Wednesday, July 16, 2014

2

Currently sitting in the Odegaard library, waiting to be "scooped up" (S.'s favorite term) and taken home, after an exhausting day of being a nervous, vomit-y wreck before my quiz in class.

This week we will be entertaining my friend K. at S.'s apartment. This will be the first time I've ever had a friend over for dinner, let alone having S. hang out with any of my truly close friends. How has this not happened in the two years we've spent together? I've found myself rather secluded from friends up until this point, partially due to living constraints, different lifestyles, and just being in different places at different moments in life. K. is one of those friends that I've had for a severely long time, the kinds that love you unconditionally, probably because they went to sixth grade camp with you and have seen you be a nervous mess, the kind of friend you've cried in front of and had your life fall apart in front of. I think that is, partially, the only type of friendship I can sustain. The kind that is unconditional, yet very far away.

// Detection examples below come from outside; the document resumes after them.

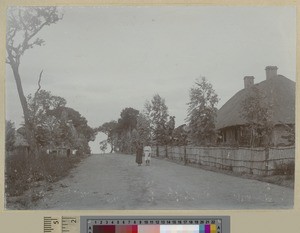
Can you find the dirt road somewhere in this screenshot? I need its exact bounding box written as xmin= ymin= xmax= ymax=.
xmin=34 ymin=154 xmax=294 ymax=210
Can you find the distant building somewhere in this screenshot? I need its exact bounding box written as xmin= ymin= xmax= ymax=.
xmin=216 ymin=66 xmax=296 ymax=146
xmin=12 ymin=132 xmax=29 ymax=156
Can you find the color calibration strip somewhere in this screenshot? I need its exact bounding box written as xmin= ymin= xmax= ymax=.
xmin=86 ymin=217 xmax=225 ymax=233
xmin=91 ymin=224 xmax=221 ymax=233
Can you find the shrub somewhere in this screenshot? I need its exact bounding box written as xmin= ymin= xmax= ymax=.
xmin=5 ymin=154 xmax=80 ymax=197
xmin=273 ymin=161 xmax=295 ymax=176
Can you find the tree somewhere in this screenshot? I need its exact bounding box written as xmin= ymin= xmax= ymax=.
xmin=118 ymin=108 xmax=139 ymax=131
xmin=99 ymin=140 xmax=107 ymax=153
xmin=5 ymin=121 xmax=16 ymax=152
xmin=136 ymin=113 xmax=151 ymax=144
xmin=27 ymin=90 xmax=69 ymax=149
xmin=97 ymin=121 xmax=118 ymax=153
xmin=186 ymin=77 xmax=219 ymax=145
xmin=240 ymin=85 xmax=274 ymax=147
xmin=6 ymin=7 xmax=62 ymax=153
xmin=145 ymin=94 xmax=169 ymax=145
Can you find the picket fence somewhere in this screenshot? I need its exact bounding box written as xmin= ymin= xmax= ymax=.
xmin=152 ymin=146 xmax=295 ymax=176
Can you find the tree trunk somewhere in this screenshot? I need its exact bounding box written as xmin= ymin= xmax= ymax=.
xmin=11 ymin=64 xmax=36 ymax=156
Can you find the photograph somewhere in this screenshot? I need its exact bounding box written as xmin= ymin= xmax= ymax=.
xmin=3 ymin=4 xmax=297 ymax=210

In any case, I'm treating this as an opportunity to try some new recipe. I've only cooked for a handful of people, mainly because I want to spend most of my nights curled up on the sofa rather than in a kitchen. Not to mention my family's overly fastidious diets, where sugar and salt and fat and carbohydrates and flavor and basically just food needs to be restricted from whatever I was thinking of cooking.

K.'s only dietary restriction is that she's vegetarian, so I'm opening my recipe options to all sorts of things: artichoke ravioli, spinach pasta, crispy potato roasts, and tomato galettes. I had never realized how summer-y vegetarian recipes can seem.

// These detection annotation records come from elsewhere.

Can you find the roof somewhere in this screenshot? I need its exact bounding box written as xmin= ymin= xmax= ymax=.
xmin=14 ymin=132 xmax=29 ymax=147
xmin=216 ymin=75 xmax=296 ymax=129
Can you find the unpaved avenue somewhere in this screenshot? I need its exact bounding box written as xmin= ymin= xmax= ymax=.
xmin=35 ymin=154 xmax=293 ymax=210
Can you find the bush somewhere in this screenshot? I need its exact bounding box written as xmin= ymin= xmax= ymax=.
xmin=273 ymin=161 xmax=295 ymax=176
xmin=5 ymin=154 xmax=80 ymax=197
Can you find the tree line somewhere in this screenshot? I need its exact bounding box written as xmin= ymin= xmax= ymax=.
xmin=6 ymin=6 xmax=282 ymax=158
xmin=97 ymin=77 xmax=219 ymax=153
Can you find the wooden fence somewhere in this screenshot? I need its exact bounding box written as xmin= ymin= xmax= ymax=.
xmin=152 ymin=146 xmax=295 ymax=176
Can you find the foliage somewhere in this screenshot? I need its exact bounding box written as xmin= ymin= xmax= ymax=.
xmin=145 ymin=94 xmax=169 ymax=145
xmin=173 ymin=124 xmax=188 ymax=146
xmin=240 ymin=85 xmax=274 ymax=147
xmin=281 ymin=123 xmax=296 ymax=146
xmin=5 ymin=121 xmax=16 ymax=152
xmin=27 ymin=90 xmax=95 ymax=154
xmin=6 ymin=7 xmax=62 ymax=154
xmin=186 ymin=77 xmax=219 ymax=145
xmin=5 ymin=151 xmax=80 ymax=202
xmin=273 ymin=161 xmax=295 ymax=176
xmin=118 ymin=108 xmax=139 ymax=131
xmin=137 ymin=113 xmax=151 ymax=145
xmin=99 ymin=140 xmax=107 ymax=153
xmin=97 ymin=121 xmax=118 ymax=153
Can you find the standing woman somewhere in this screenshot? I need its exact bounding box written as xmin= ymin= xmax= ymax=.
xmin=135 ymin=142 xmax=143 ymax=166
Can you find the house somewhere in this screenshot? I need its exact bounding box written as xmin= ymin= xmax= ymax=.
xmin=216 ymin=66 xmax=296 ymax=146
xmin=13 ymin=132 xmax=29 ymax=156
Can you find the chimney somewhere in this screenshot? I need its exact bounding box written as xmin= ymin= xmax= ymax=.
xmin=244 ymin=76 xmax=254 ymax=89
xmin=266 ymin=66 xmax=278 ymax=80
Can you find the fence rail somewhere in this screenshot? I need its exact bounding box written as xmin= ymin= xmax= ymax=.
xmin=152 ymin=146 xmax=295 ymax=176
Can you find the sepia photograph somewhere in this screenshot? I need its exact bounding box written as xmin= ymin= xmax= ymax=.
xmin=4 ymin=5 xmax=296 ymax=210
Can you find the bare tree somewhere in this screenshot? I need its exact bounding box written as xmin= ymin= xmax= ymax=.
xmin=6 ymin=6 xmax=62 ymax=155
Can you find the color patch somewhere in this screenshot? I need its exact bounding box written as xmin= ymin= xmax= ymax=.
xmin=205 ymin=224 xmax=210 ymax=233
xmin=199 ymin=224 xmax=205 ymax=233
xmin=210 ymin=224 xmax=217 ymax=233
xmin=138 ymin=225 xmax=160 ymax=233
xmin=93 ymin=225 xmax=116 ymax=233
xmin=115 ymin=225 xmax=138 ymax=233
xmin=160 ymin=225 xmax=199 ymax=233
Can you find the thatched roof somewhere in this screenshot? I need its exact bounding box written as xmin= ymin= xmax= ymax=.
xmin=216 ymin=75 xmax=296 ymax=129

I have yet to decide whether or not I will be including a dessert for that night. As far as cooking or baking goes, I might like baking just a smidge more. Baking can be extremely finicky, with precise measurements and sometimes even requiring scientific minds to exact perfect results, whereas cooking is often more relaxing and requires less "magic" (or science, if you prefer that term) to get results. I find cooking more relaxing and less stressful than baking, but I suppose my sweet tooth just makes me look forward to desserts more than whatever I'm making for dinner.

Supposedly S. should be here at any moment, so I will try to keep my eye out for him. Tonight he is making me spaghetti.